Accidental insiders, or users that accidentally expose your company to a data breach, are estimated to 25 to 35 percent of a company or organization’s employees. These employees are those with inappropriate access to data they shouldn’t even have access to.

What we need to highlight among all these data is that insider data breaches often occur due to negligence. Human error and social engineering can be exploited to cause data breaches, and this is something we need to focus on.


Data breaches often happen right in the thick of operations, almost usually because of non-compliance of security policies or standard operating procedures.

Common examples are users copying confidential information to a USB device without using encryption, downloading sensitive data onto a laptop that is of personal use, unintentionally exposing data to non-company users, or downloading it onto a company laptop and misplacing it/having it stolen. It has been predictably noted that arrival of mobile devices and IT consumerization haven’t helped matters.

According to Craig Spiezle, Executive Director and President of OTA, “Businesses are overwhelmed with the increasing risks and threats, yet all too often fail to adopt security basics.”

Releasing guides and best practices isn’t enough to ensure breaches are prevented, whereas strict implementation of policies and continuous user/employee training and retraining are needed.


Human error accounts heavily when it comes to those involved in the administration of security. According to the 2013 Verizon Data Breach report, 48 percent of all threat actions among 47,000 security incidents accounted for human error.

Common examples are IT employees that misconfigure the system making it vulnerable to attacks, the mismanagement of user access to sensitive projects enabling “permission creeps,” and the IT technician who disposes of hard disks without making sure information in it have been wiped clean.

Since administration users hugely account of unintentional errors, an internal and external audit system will help them look for discrepancies, anomalies, or detect errors early without having a data breach happen. Proper segregation of duties is also needed, or a buddy system to double-check each other’s work. Routinely changing controls can also prevent IT staff from being too lax when it comes to routine work.

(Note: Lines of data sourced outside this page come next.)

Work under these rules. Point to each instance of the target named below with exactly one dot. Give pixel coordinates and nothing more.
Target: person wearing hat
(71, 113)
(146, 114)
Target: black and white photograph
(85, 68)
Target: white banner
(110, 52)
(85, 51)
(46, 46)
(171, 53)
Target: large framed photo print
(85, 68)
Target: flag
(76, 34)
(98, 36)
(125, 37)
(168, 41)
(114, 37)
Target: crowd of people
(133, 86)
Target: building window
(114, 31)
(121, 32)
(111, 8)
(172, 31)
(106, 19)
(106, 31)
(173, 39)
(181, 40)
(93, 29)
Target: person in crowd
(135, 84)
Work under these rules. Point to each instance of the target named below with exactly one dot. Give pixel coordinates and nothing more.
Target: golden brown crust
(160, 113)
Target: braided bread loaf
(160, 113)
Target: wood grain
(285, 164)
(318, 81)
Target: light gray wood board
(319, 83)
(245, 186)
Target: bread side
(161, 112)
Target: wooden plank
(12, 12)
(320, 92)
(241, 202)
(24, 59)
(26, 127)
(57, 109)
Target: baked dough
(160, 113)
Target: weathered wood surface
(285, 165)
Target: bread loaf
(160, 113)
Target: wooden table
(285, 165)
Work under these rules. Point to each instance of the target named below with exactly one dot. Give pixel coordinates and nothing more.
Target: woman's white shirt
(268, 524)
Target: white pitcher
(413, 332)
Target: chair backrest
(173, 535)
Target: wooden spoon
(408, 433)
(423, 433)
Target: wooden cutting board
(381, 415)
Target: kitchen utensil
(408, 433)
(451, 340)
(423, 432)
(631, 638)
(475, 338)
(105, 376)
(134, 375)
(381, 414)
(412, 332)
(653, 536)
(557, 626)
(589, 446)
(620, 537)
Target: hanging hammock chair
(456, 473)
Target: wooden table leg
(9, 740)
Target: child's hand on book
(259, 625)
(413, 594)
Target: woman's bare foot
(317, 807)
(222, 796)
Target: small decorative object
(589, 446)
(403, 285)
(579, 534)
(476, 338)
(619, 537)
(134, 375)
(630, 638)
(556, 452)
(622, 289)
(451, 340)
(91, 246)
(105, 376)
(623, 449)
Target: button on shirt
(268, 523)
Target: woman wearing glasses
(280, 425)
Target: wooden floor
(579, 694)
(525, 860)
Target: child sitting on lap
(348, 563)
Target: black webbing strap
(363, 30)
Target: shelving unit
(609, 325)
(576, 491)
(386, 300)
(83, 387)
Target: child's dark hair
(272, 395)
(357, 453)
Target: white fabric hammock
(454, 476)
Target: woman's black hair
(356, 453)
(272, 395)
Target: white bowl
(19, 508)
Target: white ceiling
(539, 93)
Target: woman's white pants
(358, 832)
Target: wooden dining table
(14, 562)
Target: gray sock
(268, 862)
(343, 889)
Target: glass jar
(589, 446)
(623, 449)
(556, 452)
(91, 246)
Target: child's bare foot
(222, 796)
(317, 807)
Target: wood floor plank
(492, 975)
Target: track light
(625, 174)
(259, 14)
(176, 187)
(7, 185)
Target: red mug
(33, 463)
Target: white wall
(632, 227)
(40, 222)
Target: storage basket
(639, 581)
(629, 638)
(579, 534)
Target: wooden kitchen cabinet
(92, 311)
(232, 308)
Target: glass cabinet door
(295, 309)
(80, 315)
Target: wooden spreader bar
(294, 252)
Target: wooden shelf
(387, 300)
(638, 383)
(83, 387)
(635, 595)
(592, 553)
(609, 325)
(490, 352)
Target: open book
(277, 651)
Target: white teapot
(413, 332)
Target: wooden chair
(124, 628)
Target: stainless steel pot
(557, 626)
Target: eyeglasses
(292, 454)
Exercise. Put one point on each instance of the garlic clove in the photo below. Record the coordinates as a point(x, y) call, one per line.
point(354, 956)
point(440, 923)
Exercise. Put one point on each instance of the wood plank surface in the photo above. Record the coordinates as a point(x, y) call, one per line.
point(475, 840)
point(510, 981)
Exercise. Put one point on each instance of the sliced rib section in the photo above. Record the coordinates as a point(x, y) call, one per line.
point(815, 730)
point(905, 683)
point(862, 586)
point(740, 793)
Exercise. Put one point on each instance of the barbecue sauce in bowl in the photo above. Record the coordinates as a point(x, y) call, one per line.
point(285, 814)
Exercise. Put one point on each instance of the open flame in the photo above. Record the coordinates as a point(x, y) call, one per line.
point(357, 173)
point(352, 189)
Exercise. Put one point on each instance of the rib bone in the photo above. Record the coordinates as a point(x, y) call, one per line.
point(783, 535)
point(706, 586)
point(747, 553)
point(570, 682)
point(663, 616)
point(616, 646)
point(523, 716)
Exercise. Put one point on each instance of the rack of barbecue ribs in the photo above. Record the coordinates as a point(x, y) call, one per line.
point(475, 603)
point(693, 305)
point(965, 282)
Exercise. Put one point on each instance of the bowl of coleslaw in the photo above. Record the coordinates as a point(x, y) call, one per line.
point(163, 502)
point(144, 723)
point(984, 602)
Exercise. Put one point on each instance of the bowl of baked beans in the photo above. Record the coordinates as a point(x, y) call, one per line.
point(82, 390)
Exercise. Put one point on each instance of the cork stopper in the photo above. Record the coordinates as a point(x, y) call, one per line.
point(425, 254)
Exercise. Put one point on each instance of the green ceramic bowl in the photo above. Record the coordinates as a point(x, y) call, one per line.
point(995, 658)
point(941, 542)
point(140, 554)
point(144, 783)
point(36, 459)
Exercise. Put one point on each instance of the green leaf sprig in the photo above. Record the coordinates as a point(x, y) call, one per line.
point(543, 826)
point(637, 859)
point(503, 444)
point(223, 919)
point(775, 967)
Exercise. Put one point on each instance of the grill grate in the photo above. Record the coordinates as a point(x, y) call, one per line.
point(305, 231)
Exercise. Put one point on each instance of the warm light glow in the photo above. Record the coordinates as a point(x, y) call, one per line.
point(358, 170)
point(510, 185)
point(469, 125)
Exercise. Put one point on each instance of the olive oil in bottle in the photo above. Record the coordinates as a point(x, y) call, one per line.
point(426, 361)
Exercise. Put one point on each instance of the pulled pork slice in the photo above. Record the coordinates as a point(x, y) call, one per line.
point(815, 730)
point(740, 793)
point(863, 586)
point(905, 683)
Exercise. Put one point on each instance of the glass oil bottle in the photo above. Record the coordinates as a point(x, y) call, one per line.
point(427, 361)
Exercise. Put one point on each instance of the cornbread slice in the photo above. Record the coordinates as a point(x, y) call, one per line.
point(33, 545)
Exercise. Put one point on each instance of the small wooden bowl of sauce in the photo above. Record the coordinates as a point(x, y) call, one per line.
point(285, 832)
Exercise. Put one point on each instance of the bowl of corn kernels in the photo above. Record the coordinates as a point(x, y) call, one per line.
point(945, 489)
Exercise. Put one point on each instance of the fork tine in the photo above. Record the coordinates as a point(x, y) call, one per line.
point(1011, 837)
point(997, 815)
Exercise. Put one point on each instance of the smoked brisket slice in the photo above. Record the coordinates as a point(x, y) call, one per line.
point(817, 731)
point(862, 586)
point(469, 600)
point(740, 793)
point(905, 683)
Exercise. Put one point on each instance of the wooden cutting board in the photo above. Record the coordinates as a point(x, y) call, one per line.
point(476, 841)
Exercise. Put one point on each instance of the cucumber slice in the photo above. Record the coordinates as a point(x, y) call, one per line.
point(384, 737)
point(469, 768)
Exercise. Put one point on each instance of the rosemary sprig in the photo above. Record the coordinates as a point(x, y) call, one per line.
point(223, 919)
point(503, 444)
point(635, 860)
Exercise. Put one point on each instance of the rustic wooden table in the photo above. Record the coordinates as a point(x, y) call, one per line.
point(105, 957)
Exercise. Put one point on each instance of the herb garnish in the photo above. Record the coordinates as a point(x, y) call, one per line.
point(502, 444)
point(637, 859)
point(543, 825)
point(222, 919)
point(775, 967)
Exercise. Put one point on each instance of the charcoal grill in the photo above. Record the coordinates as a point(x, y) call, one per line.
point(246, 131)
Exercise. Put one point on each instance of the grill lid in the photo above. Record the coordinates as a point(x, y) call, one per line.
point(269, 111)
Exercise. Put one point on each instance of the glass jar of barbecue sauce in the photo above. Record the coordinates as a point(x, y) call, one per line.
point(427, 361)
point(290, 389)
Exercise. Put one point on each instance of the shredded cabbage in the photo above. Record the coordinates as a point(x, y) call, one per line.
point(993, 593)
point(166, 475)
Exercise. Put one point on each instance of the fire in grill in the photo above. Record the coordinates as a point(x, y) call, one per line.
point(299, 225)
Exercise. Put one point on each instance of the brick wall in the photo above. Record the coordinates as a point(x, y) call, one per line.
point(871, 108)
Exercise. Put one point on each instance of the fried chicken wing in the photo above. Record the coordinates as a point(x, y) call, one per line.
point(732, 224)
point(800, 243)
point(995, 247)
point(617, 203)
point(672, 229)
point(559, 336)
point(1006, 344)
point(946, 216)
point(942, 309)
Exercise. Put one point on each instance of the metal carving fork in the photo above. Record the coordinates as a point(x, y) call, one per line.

Third-Party Vendor Partners

Third-party vendor partners have their own internal procedures and systems for preventing data breaches. What’s important is to ensure that their policies and procedures are aligned with your company’s standards.

Assessing your partners for vulnerabilities through standard compliance guides can help identify weak points. Ask if they segregate their internal systems for other clients, so you’ll be ensured of confidentiality, especially when it comes to cloud services.

While you may be quick to notice that only a quarter of accidental breaches occurs internally, note that when it happens, 35 percent of our time will be spent dealing with them.

A comprehensive IT risk audit can provide a company with solutions on how to address their patching requirements and data loss protection requirements, which were on the items for remediation in the risk assessment activities.